Un grande sforzo e l’unità necessaria
Sergio Mattarella e al ministra Azzolina il primo giorno di scuola a Vo’ Euganeo (Foto by Ansa)

Un grande sforzo
e l’unità necessaria

La riapertura delle scuole dopo il lockdown è il più eloquente segno di uno sforzo di convivenza con il virus tuttora tra noi per ripristinare un grado accettabile di vita normale. Il carattere strategico dell’infrastruttura scolastica in questo senso è evidente: essa mette in moto milioni di persone che insieme restituiscono così linfa alla dinamica sociale, culturale, economica del Paese. In questo senso, provvedere alla ripresa delle lezioni è una sfida veramente impegnativa per il governo del Paese: il presidente del Consiglio Conte, la ministra Azzolina, il commissario Arcuri, in collaborazione con le Regioni, hanno dovuto assicurare un insieme imponente di misure, strutture, risorse come raramente è stato richiesto in passato.
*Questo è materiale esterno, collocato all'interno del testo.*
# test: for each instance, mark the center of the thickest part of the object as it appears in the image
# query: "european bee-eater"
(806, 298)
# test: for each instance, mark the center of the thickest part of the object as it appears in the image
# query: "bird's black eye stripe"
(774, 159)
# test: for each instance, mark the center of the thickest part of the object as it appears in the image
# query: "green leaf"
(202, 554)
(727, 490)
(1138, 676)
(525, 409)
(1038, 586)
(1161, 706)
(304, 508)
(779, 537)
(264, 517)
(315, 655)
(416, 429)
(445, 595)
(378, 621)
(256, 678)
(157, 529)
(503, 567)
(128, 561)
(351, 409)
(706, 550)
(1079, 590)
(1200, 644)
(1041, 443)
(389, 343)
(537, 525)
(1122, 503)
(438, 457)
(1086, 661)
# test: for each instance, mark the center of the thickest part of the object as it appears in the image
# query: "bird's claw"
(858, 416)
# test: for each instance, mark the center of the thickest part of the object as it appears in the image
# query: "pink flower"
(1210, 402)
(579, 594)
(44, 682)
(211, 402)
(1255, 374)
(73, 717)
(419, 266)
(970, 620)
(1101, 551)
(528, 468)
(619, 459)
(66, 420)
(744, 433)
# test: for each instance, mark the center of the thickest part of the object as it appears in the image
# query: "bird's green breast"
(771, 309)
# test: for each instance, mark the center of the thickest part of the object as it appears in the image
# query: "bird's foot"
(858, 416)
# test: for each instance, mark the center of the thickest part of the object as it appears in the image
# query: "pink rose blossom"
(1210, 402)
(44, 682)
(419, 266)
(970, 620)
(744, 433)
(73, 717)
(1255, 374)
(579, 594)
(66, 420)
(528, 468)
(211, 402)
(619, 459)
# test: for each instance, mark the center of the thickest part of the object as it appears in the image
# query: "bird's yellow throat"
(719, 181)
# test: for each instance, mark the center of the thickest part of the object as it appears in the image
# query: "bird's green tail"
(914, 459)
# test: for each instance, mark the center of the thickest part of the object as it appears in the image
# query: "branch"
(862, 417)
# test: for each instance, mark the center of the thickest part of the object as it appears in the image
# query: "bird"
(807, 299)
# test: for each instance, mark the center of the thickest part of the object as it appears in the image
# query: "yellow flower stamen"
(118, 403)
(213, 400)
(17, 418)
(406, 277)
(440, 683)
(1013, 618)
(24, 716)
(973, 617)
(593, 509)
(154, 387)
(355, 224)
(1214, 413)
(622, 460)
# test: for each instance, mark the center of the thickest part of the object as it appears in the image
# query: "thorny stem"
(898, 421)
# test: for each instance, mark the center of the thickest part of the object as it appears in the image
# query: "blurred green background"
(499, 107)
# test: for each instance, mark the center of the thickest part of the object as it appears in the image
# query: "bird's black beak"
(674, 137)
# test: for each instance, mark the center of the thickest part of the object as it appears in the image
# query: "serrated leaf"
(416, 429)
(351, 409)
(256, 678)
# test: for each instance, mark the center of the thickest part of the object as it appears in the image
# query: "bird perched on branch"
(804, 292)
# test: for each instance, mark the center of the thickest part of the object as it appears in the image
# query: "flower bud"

Ricordava Arcuri che in Italia si producono ogni anno circa 200 mila banchi scolastici, e che a fine ottobre ne saranno distribuiti quasi due milioni e mezzo: i numeri dicono tutto.

Naturalmente l’Italia è lunga e varia: quando avremo un bilancio meno improvvisato ad emotivo del riavvio scolastico potremo capire se la sfida è stata vinta e dove e perché invece è stata persa. Ci saranno sicuramente zone in cui il disagio ha superato l’opportunità, l’inefficienza ha oscurato la buona volontà, il burocratismo ha rallentato la voglia di fare.

Ma ci saranno anche molti altri esempi in cui ai ragazzi è stato offerto un servizio degno di questo nome. Senza dimenticare che la scuola italiana è da decenni un’articolazione pubblica sofferente, oppressa da mali antichi, riforme contraddittorie e talvolta sconclusionate, confusione di indirizzi e carenza di visioni strategiche: storie vecchie e mai risolte. Proprio questa scuola, cui sono stati via via ridotti i fondi, vittima dei tagli agli investimenti pubblici dovuti alla crisi finanziaria del 2011, è stato chiesto uno sforzo imponente.